Algorithm for insertion sort:
``````1.	Repeat steps 2, 3, 4, and 5 varying i from 1 to  n – 1.
2.	Set temp = arr[i].
3.	Set j = i – 1.
4. Repeat until j becomes less than 0 or arr[j] becomes
less than or equal to temp:
a. Shift the value at index j to index j + 1.
b. Decrement j by 1.
5.	Store temp at index j + 1.``````
Determining the Efficiency of the Insertion Sort Algorithm
• To sort a list of size n by using insertion sort, you need to perform (n – 1) passes.
• In n – 1 passes, you need to make n – 1 comparisons. This is the best case for insertion sort.
• Therefore, the best case efficiency of insertion sort is of the order, O(n).

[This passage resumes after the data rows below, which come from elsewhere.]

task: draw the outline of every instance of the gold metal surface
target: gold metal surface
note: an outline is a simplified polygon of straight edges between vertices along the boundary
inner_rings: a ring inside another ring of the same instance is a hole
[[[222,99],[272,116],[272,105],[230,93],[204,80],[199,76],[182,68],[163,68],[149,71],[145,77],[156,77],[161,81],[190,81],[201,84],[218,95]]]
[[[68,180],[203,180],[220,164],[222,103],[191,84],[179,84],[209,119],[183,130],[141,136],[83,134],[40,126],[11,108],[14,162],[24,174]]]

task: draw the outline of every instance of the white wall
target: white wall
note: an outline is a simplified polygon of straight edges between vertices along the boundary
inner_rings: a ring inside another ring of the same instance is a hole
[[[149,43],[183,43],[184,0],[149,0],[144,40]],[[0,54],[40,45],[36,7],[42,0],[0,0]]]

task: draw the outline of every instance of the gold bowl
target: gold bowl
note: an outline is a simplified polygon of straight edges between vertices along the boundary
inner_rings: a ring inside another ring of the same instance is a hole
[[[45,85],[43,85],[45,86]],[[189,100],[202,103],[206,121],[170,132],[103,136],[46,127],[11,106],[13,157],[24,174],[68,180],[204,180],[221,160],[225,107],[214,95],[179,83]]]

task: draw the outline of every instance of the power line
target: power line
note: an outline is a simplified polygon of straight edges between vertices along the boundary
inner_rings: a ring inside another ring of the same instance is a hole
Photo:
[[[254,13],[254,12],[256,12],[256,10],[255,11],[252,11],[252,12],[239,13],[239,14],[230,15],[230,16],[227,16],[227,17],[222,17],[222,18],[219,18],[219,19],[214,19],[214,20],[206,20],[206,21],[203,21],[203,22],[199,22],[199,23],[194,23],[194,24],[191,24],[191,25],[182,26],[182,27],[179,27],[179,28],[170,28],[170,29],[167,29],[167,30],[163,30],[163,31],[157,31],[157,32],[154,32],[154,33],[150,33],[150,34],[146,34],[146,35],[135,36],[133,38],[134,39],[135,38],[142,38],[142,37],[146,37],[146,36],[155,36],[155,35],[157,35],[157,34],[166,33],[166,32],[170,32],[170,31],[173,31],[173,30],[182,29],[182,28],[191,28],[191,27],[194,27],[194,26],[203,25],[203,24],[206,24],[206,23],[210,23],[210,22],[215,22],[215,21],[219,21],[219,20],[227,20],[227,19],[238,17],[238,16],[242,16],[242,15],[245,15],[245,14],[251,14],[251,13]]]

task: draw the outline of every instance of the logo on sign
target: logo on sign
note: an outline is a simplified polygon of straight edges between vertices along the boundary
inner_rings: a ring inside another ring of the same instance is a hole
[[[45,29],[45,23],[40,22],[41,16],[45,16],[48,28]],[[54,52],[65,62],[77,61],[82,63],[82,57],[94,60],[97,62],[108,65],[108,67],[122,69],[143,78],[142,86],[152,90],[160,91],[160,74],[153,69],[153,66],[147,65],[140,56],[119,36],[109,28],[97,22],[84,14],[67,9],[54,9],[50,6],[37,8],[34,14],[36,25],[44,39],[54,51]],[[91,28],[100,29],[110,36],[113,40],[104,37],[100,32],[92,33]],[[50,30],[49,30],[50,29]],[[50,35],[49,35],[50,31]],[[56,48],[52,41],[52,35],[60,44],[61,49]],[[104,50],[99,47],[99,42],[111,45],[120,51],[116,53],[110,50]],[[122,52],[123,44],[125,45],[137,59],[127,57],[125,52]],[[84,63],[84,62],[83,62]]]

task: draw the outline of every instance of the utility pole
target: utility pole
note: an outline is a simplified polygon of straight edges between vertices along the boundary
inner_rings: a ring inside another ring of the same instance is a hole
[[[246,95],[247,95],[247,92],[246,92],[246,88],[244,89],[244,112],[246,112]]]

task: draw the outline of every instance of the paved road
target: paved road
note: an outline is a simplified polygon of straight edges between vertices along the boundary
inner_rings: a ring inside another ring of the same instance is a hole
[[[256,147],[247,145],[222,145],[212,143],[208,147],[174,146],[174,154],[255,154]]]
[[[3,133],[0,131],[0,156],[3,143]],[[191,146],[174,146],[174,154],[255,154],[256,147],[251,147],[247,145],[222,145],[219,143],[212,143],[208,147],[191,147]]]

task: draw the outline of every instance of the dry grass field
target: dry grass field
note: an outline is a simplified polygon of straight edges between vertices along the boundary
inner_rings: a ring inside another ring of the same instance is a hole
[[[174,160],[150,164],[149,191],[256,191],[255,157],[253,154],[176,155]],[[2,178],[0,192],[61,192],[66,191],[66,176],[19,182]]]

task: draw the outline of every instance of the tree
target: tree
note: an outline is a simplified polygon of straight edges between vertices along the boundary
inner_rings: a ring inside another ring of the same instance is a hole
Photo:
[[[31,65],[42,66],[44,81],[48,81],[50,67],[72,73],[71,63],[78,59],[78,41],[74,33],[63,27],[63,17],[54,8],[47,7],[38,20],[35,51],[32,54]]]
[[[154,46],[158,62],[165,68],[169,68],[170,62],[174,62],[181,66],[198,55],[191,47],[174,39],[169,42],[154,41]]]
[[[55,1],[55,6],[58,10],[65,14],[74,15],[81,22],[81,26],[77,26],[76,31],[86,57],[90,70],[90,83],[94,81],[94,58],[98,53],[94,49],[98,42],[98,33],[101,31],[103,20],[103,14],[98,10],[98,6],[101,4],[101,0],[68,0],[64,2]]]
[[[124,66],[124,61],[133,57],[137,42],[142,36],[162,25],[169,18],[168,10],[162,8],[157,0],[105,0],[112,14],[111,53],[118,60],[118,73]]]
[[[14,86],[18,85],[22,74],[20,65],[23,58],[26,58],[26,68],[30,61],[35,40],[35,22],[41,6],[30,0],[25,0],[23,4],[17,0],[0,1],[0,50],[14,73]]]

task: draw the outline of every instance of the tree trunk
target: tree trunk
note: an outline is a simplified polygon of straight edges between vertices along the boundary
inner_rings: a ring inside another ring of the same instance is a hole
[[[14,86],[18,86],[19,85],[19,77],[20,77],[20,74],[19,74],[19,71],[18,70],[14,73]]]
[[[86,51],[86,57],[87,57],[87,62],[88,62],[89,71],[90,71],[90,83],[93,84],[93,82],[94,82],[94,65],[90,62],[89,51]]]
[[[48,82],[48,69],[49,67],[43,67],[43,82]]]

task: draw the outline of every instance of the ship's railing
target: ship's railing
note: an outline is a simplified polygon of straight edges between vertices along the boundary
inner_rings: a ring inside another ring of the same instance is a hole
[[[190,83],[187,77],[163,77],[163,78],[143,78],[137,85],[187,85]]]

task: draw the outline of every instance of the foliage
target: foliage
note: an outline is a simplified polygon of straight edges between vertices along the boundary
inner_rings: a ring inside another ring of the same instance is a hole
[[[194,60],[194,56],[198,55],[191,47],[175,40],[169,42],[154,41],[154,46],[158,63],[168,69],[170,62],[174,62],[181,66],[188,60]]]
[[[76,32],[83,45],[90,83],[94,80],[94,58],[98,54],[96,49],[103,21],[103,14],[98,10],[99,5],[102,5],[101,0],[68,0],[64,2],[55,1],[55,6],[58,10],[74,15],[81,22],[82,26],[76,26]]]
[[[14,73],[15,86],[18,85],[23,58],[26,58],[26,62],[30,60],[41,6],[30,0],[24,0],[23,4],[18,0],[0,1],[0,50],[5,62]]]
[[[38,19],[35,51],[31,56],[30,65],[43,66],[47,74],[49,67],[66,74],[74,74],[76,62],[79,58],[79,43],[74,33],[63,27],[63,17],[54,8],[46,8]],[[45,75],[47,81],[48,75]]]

• If the list is stored in the reverse order, you need to make n – 1 comparisons in the (n – 1)th pass.
• The formula for determining the total number of comparisons in this case is:
Sum = 1 + 2 + . . . + (n – 1)
• Therefore, the worst case efficiency of insertion sort is same as that of bubble sort, that is, O(n2).